Disgruntled shareholders in Northern Rock and other troubled British Companies looking to pin blame on senior management will receive a boost next month with the introduction of new laws making it easier to sue individual company directors.
The changes – part of last year’s controversial Companies Act that take effect on October 1 – remove several significant barriers that previously have made suing individual directors of British businesses almost impossible in the absence of fraud.
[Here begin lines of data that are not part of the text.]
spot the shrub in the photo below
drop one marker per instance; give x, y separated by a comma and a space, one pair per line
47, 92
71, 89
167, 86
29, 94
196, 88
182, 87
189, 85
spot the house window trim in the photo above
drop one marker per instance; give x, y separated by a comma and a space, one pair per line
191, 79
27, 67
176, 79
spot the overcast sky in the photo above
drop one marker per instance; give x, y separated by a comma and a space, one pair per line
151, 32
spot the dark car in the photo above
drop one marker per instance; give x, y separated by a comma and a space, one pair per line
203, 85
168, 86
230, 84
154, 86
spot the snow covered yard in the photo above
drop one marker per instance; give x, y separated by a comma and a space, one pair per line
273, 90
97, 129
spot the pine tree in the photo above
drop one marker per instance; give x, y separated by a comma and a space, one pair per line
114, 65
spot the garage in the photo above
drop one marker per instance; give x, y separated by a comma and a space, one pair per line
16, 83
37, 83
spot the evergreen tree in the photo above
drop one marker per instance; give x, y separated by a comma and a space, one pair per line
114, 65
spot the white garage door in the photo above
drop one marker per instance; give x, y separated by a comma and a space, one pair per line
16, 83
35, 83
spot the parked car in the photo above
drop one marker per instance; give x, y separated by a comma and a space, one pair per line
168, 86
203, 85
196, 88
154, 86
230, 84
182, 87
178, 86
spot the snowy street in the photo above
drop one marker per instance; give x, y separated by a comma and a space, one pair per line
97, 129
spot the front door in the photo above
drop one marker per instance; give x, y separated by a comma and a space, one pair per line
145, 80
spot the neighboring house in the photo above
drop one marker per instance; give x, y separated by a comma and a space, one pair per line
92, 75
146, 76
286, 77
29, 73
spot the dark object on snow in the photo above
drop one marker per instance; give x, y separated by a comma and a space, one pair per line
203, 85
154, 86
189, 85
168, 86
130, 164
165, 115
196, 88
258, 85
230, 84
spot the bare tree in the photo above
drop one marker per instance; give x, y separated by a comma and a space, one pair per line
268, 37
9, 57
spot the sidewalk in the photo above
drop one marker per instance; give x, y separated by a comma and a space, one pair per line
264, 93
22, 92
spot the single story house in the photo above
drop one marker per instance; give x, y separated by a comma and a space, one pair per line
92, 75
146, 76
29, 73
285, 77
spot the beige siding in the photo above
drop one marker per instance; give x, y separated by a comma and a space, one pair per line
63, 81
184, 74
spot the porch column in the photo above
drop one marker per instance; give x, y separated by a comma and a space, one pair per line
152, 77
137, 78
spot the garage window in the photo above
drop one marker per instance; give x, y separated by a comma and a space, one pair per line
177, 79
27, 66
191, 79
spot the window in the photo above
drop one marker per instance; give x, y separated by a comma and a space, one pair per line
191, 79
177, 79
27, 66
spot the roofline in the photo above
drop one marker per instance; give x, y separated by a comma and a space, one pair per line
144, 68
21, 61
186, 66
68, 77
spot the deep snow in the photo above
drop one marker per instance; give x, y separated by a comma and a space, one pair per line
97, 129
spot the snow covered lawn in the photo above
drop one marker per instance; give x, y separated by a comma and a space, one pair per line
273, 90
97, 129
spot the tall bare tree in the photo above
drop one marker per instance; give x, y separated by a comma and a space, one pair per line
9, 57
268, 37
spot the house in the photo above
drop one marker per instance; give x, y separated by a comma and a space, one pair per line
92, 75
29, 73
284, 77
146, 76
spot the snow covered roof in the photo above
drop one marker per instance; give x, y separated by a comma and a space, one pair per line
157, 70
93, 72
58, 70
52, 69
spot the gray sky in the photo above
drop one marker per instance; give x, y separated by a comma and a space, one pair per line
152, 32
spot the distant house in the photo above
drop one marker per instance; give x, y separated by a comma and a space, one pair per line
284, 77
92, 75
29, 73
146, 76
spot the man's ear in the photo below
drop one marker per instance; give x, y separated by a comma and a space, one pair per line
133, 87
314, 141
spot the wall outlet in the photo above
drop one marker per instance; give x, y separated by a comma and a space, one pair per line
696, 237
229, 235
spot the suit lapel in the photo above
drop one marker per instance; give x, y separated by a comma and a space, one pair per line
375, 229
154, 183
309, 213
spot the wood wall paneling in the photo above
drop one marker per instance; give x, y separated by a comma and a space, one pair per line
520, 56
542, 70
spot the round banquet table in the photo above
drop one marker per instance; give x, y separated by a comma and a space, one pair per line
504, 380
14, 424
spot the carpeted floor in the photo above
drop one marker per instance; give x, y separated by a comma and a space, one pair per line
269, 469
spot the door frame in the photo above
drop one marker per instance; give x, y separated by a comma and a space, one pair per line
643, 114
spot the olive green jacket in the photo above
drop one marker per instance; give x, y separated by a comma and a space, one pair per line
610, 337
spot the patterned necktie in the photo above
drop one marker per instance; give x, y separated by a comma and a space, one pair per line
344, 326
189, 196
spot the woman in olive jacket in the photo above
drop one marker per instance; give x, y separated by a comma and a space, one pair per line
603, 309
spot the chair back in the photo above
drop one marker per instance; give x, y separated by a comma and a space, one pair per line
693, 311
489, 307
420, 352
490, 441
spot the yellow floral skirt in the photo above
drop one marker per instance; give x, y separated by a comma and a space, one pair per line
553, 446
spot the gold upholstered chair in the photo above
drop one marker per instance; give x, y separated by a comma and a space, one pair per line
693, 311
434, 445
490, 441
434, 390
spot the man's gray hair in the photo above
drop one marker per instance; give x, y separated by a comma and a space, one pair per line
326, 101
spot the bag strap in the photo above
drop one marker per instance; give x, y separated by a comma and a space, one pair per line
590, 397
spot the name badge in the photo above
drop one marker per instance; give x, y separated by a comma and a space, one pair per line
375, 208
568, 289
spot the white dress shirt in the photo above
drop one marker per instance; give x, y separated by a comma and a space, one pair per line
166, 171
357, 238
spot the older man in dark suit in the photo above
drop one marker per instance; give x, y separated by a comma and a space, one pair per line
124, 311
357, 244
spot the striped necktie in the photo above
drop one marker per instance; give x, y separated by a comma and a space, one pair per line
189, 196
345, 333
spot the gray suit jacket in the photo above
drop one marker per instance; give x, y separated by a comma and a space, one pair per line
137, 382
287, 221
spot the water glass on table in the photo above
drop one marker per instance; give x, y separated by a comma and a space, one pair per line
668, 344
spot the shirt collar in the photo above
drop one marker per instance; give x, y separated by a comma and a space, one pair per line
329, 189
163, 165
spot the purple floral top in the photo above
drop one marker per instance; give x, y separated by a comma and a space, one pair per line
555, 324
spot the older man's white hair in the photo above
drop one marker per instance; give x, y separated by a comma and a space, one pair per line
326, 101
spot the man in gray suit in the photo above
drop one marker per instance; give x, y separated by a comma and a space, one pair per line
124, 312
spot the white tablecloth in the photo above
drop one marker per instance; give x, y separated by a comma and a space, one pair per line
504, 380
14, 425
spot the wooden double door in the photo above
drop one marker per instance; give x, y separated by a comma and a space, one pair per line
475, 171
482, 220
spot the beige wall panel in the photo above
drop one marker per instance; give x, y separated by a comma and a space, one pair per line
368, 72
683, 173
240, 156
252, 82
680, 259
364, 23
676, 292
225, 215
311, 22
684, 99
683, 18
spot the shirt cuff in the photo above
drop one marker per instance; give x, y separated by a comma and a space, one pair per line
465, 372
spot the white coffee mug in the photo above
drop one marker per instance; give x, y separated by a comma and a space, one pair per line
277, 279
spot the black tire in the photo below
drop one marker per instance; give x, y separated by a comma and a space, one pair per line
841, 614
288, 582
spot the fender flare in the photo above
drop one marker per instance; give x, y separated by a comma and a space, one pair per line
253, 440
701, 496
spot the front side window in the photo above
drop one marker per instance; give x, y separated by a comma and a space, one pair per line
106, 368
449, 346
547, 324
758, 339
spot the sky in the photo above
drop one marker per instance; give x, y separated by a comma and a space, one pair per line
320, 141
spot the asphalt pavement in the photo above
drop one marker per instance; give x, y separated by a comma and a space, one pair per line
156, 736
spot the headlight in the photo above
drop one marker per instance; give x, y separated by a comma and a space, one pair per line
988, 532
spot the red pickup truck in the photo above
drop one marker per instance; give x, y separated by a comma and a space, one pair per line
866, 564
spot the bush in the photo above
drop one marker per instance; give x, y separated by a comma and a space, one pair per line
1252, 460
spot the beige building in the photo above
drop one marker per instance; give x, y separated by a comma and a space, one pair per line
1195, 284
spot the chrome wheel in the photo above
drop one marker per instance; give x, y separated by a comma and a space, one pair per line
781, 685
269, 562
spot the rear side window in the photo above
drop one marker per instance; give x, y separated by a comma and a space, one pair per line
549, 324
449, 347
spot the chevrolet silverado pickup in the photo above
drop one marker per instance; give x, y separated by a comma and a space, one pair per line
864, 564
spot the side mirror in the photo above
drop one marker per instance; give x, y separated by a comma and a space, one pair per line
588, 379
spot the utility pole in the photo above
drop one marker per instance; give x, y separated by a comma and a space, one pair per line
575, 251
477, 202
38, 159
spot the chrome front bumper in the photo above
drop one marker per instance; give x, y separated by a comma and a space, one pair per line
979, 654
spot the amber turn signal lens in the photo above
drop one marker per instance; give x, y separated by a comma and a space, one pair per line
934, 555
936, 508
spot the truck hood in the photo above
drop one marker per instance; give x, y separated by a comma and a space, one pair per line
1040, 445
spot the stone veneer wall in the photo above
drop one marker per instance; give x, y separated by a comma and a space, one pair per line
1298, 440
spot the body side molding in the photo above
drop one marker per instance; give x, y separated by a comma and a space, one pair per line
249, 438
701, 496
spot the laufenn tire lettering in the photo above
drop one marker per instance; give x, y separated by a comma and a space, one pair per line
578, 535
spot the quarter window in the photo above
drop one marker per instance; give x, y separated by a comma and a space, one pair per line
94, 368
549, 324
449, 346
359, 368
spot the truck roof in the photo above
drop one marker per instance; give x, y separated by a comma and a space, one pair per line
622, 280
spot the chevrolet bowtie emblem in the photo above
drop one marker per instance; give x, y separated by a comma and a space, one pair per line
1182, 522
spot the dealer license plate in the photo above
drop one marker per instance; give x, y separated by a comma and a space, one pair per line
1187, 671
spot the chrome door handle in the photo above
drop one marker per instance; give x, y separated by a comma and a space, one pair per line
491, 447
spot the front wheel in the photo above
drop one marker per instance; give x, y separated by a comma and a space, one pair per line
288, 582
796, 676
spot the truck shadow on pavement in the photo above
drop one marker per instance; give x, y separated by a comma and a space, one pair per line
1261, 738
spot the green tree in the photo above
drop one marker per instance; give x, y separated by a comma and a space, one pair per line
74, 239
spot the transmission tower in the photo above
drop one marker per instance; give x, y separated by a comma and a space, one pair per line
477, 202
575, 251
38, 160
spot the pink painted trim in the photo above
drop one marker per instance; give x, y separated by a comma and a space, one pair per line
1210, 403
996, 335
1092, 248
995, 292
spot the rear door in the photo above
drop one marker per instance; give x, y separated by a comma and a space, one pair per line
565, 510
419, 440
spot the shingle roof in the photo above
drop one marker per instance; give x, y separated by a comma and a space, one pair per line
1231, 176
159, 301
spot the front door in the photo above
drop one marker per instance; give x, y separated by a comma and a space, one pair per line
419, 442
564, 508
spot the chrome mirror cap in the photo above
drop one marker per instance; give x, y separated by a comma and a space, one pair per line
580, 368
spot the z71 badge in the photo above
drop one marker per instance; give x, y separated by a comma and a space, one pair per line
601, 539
The new laws allow small shareholders to sue directors for negligence based on things that they have done – or failed to do – without having to prove that the individuals have benefited directly or that they had committed fraud. Lawyers believe that the Act makes shareholder lawsuits even more likely because it also widens the scope of directors’ duties. Boards that previously were limited to considering the needs of a company and its shareholders will, from next month, be obliged to consider the company’s impact on new factors, including the “environment” and the “local community” – vague requirements that lawyers say are ripe for test cases until their meaning is refined in court.
Despite their new powers, Michael Todd, QC, of Erskine Chambers, said that shareholders would be prevented from bringing spurious lawsuits because the Act contains “an inbuilt defence mechanism to discourage frivolous claims”. This includes the need for all lawsuits to be approved by a senior judge before they can proceed.
The new rules introduce so-called “derivative actions”, through which shareholders can sue individual board members on behalf of the company itself. Any compensation awarded will be paid to the company directly from directors’ own pockets. The changes also enable shareholders to sue former directors of companies – an option previously available only if a business was in liquidation.